Ayant une carrière forte de 15 années, qui éclipse désormais son passage au sein de Massive Attack, Tricky nous présente Fall to Pieces, son 14e album, faisant suite à Ununiform paru à l’automne 2017. Malgré la chaleur et le réconfort qu’apportent deux chanteuses invitées à cet album autrement sombre, aux ambiances claustrophobes, on accepte les limites de ce voyage sonore, mais avec un peu de déception au départ : Tricky réussira presque, mais pas tout à fait, à nous amener là où il le souhaitait. Mais où au juste ? Les pièces nous interpellent et son souci du détail est remarqué ; on voudrait volontiers se faire envelopper et emporter par elles.
Mais pour cela, il faudrait que celles-ci nous permettent de perdre la notion du temps, tel le dicton « Le temps passe vite lorsqu’on s’amuse » …Or, à peine sommes-nous partis, la brièveté des pièces nous ramène brusquement sur terre. On se demande, entre chaque pièce : déjà terminé ? Mais pourquoi donc ? On imagine une suite, un développement, qui n’y sera pas. Il faut dire que 2019 fut une année très difficile pour Tricky, affligé par le décès de sa fille. Sa pièce Hate this Pain , la 5ième de 11, qui ne se marie pas aisément au reste de l’album, traduit en musique son deuil sous forme d’un duo de blues accompagné de piano et de violoncelle. Lorsqu’on connaît le contexte, l’on comprend cet interlude douloureux, chaque fin de chanson étant effectivement vécue comme une interruption trop hâtive.

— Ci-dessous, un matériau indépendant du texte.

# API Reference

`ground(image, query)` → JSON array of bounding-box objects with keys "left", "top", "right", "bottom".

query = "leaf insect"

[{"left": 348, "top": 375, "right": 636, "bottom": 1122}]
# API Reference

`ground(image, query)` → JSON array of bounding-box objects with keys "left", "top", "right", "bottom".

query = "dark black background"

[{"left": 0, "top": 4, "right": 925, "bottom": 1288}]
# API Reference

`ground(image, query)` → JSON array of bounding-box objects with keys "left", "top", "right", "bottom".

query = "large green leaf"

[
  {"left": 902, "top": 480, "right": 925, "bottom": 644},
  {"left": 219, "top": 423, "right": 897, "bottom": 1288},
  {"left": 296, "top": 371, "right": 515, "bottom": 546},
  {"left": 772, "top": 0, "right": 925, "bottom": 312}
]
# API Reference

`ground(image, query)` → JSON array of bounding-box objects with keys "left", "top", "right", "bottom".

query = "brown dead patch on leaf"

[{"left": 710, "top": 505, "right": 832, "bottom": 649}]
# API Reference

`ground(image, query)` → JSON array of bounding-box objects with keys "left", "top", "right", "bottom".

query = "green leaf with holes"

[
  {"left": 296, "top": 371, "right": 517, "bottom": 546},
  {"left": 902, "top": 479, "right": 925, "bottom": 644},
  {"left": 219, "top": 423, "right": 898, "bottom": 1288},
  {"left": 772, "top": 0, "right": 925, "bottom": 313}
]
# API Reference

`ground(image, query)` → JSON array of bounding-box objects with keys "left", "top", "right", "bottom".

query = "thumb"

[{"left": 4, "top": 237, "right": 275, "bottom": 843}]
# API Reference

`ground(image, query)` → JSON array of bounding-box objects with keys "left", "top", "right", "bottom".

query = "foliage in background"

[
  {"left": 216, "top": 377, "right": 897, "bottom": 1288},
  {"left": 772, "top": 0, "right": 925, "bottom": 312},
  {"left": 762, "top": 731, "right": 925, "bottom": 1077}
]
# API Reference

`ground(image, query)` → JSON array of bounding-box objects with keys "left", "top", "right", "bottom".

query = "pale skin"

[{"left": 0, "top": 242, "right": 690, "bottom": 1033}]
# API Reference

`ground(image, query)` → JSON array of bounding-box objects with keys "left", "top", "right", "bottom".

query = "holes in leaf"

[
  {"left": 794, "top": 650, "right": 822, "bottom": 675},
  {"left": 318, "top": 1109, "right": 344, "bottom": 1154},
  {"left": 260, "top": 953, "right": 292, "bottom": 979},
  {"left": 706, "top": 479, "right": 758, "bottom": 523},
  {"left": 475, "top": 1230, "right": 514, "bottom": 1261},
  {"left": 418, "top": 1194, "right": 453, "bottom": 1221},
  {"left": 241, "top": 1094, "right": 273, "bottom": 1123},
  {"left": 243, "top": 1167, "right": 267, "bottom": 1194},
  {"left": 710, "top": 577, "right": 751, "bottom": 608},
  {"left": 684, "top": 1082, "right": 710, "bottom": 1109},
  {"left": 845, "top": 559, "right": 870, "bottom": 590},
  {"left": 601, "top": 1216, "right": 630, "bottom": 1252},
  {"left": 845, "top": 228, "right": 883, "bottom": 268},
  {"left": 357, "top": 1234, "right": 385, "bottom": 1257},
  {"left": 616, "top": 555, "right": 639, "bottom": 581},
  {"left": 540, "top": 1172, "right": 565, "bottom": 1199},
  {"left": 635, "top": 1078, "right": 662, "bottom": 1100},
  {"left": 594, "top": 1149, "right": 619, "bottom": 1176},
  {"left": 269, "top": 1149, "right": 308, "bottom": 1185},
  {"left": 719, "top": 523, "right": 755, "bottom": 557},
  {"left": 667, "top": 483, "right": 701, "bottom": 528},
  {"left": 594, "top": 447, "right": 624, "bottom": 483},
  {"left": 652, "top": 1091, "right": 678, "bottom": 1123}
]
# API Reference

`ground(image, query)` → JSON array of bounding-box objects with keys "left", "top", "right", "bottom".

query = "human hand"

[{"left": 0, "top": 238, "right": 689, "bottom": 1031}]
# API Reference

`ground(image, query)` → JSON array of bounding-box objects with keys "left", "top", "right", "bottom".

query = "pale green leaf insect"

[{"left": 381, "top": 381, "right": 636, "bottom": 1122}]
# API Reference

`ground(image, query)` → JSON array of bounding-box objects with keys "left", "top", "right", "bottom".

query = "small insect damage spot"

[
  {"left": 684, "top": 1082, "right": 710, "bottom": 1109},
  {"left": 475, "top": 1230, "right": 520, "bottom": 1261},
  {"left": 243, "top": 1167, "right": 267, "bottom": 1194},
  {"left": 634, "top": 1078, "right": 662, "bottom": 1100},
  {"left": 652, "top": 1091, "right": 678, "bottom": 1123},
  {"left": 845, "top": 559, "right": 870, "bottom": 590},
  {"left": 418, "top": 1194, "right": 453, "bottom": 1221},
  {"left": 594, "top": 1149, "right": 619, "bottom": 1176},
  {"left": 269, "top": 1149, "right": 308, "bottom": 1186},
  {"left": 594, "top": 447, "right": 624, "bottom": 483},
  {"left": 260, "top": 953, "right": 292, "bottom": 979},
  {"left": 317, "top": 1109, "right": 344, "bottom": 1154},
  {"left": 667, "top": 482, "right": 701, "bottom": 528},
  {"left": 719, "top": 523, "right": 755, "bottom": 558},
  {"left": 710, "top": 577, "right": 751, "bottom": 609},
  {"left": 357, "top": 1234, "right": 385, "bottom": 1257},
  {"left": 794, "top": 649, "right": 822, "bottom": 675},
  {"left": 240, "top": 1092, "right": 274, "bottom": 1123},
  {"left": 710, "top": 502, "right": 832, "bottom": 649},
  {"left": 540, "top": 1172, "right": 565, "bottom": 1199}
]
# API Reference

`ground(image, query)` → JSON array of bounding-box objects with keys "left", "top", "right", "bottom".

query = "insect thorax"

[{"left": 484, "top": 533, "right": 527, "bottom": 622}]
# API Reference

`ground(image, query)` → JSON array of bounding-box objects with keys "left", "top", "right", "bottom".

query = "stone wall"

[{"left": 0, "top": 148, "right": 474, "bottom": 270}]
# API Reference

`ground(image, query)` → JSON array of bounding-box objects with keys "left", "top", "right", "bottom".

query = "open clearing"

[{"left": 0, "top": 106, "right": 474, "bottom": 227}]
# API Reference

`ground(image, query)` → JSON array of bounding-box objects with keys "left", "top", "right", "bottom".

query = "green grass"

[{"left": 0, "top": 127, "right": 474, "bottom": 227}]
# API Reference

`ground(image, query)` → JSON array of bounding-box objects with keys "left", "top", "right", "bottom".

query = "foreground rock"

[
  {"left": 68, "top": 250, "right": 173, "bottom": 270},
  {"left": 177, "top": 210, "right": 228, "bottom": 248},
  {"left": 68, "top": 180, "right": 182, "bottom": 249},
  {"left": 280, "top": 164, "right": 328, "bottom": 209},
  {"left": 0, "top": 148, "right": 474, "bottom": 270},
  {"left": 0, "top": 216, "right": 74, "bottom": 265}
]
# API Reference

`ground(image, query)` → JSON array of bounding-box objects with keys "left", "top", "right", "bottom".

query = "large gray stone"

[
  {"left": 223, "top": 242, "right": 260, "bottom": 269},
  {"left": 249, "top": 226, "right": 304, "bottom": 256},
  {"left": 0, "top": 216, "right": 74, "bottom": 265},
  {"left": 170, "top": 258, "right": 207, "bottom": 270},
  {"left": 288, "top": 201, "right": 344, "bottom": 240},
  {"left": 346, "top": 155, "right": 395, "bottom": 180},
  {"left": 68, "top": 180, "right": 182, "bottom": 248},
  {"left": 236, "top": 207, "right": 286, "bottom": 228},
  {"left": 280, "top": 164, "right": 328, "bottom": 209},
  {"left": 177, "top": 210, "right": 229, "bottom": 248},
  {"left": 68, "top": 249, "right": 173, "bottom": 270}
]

L’album d’une durée de 28m30s comprend 11 pièces, dont neuf avec Marta Zlakowska, une chanteuse que Tricky rencontra fortuitement lors d’une tournée en Pologne, et deux avec la chanteuse et compositrice Danoise Nanna Øland Fabricius, connue sous le nom de Oh Land. On apprécie la voix agile mais emplie de simplicité de Marta, qui amène tantôt sensualité, comme sur la pièce mélodique et langoureuse Fall Please ou celle plutôt R&B Chills Me to the Bone ; mais sa voix évoque aussi une certaine fragilité comme on l’observe à l’écoute de Close Now. En contraste, Oh Land a une voix qui rappelle, sur la chanson Running Off, d’autres collaboratrices sporadiques du milieu trip-hop, soit Elizabeth Fraser et Alison Goldfrapp. Ces invitées nous donnent donc envie de réécouter l’album. Puis, somme toute, les mélodies sont fortes même si courtes. Et finalement, on le lui pardonne. Et on apprécie, de plus en plus, à chaque écoute, ce qu’il a voulu et a été en mesure de nous partager.